Come spiega un’altra lettera aperta dell’associazione dei critici francesi, gli articoli sulla carta stampata uscirebbero, in alcuni casi, perfino 48 ore dopo la prima proiezione del film – dopo che se ne sarà già lungamente discusso sul web: «È quindi ragionevole temere che simili condizioni di lavoro incoraggino i redattori a pubblicare fotografie invece che testi, e a preferire un sistema di votazioni dei film a delle recensioni dettagliate».

La complessità del programma , continua la lettera, penalizza anche la possibilità di fare interviste al regista e al cast dei film in modo non superficiale: avendo cioè visto il loro lavoro prima di fare le domande. E inoltre: perché dovremmo credere che chi parteciperà alle serate di gala non andrà poi sui social a dire la sua sul film?
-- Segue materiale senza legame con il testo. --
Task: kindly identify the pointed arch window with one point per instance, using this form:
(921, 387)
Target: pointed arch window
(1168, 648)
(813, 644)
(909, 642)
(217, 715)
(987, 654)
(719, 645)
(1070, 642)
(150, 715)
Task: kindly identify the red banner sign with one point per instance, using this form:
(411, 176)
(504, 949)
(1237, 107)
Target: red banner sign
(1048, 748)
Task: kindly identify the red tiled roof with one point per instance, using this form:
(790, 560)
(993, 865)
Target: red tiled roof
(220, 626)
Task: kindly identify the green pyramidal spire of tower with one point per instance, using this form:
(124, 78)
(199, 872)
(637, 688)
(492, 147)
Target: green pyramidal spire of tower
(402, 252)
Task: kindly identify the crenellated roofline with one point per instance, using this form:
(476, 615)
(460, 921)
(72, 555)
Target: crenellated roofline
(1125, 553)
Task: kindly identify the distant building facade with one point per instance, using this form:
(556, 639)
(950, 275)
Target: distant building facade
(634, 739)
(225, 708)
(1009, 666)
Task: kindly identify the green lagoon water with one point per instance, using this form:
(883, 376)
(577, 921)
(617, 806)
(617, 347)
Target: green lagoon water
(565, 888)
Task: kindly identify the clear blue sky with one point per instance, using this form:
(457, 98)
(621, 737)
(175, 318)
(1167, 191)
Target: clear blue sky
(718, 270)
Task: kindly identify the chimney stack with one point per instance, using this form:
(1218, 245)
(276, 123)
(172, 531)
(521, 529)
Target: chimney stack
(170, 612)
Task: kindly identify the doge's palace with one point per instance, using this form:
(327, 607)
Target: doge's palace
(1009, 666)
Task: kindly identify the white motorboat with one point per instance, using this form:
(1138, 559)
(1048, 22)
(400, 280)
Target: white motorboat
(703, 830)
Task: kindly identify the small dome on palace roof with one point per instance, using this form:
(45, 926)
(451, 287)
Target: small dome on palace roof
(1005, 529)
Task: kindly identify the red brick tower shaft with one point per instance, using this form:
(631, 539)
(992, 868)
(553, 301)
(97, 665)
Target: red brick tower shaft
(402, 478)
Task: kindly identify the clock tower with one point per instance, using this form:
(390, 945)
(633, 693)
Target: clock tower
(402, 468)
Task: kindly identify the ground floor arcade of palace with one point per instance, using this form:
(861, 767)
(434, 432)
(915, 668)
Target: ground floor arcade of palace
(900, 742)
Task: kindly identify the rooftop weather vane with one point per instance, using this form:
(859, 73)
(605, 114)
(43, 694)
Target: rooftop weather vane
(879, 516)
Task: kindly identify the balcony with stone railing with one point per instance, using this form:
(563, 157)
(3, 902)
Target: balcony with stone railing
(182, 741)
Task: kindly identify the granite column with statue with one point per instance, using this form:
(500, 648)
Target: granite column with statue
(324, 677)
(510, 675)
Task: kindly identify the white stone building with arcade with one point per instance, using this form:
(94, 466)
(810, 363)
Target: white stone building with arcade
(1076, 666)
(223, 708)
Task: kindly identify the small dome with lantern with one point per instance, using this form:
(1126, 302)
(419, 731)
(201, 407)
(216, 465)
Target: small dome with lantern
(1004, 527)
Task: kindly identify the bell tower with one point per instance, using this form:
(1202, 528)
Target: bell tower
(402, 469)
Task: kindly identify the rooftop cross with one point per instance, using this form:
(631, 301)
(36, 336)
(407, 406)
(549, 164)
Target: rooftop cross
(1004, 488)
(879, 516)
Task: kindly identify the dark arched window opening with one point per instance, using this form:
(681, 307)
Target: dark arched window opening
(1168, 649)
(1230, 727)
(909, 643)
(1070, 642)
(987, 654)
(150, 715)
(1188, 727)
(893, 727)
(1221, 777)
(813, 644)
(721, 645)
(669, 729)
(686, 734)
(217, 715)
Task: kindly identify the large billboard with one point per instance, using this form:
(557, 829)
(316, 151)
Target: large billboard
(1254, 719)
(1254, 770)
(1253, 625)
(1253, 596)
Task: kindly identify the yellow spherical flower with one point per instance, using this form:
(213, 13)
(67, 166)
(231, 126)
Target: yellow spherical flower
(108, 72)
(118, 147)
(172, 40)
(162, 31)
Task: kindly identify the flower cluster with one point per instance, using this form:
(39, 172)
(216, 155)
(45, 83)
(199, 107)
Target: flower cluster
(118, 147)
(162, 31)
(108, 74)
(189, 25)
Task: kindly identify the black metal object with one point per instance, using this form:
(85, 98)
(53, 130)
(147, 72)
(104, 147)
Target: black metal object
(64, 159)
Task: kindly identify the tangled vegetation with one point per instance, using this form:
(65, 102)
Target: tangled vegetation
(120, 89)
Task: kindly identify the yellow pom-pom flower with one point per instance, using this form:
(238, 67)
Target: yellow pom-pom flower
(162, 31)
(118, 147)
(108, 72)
«La vera stampa e i social network non sono la stessa cosa! – aveva detto ancora Fremaux in difesa della sua scelta – appartengo a una generazione che non mette sullo stesso piano un tweet e un serio articolo pubblicato da un critico».

L’ironia della sua apologia della stampa «seria» – già divisa sulla croisette in base a un sistema di caste simil-indiane – sta nel fatto che sono proprio le riflessioni ragionate sui film a venire ulteriormente penalizzate da questa scelta di «ridare lustro» alle serate di gala, a tutto favore di liquidatorie «cagate pazzesche» di fantozziana memoria.